In an additional commentary on drug pricing, Rachel E. Sachs, JD, MPH, of Washington University School of Law and Austin B. Frakt, PhD, of the Veterans Affairs Boston Healthcare System, suggest that public health implications are not being recognized by current pricing policy guidelines.
“If the government limits manufacturers' ability to recoup the costs of risky research and development, including investments that fail to lead to marketable drugs, manufacturers will simply reduce their investment in developing new drugs,” they wrote. “The drugs we may need in the future may not be available.”
Instead of the current innovation-access model, Sachs and Frakt state that policymakers should implement more innovation-innovation tradeoffs to encourage the development of drugs that will hold more benefits for patients while producing superior social value. They note that the medications patients take every day are more profitable for drug companies than cures or preventive interventions. Sachs and Frakt argue that drug prices for cures and prevention products would be higher if drug prices correlated with cost-effectiveness which would prompt pharmaceutical companies to invest more in developing these types of products.
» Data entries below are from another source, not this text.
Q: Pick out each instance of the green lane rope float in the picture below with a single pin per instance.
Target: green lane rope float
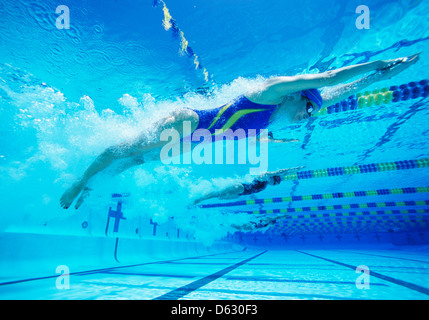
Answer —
(169, 23)
(339, 207)
(335, 195)
(393, 94)
(363, 168)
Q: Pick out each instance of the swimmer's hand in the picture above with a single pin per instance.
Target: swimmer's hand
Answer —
(393, 67)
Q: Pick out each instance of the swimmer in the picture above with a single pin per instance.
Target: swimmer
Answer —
(286, 98)
(241, 189)
(261, 224)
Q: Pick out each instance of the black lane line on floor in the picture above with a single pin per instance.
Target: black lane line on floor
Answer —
(402, 283)
(88, 272)
(183, 291)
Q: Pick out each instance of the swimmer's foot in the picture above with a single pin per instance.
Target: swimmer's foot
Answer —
(71, 194)
(83, 196)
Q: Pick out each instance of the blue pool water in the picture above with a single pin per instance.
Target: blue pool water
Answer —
(67, 94)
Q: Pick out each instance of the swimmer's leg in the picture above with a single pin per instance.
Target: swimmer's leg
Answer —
(125, 166)
(130, 149)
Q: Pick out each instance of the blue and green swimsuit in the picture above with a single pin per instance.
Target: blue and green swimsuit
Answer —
(239, 114)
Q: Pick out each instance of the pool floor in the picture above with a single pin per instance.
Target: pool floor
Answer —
(248, 274)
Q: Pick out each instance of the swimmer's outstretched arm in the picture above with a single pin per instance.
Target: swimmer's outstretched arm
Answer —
(276, 88)
(281, 172)
(344, 91)
(224, 194)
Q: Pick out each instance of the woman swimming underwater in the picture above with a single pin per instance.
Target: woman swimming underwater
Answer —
(291, 99)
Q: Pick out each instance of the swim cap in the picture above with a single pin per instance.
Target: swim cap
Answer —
(314, 95)
(276, 180)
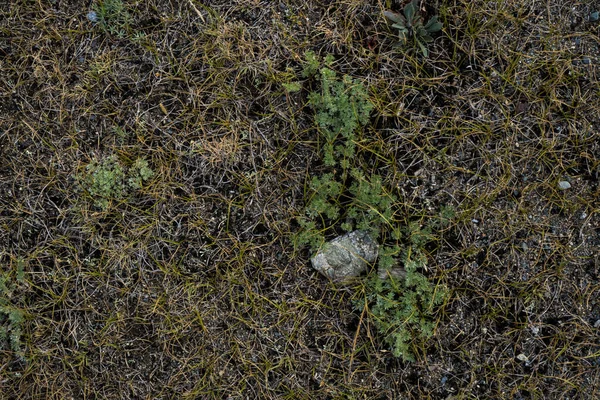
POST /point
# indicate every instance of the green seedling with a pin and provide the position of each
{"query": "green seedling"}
(410, 26)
Virginia A. Moyer, MD, MPH, of the American Board of Pediatrics, and colleagues discuss the consequences of linking insurance coverage to US Preventative Services Task Force (USPSTF) guidelines in a third commentary on high drug prices.
Moyer and colleagues emphasize that “financial access comes at the cost of increased deductibles or copays for equally important services that are not preventive.” This may unintentionally deter patients from other important care, they said.
They noted that the USPSTF's A and B recommendations are covered by the Affordable Care Act and deal with preventive services and asymptomatic individuals. While these criteria "are only distantly related to Mylan's product," the company attempted to lobby the USPSTF.
“The American public is best served by an independent scientific process free from advocacy and political pressure. If the only way to assure such independence is to sever the direct linkage to coverage, then ... perhaps it is time for the USPSTF to inform, but not determine, coverage,” Moyer and colleagues concluded. – by Alaina Tedesco
Disclosure: Please see the full commentaries for complete list of relevant financial disclosures.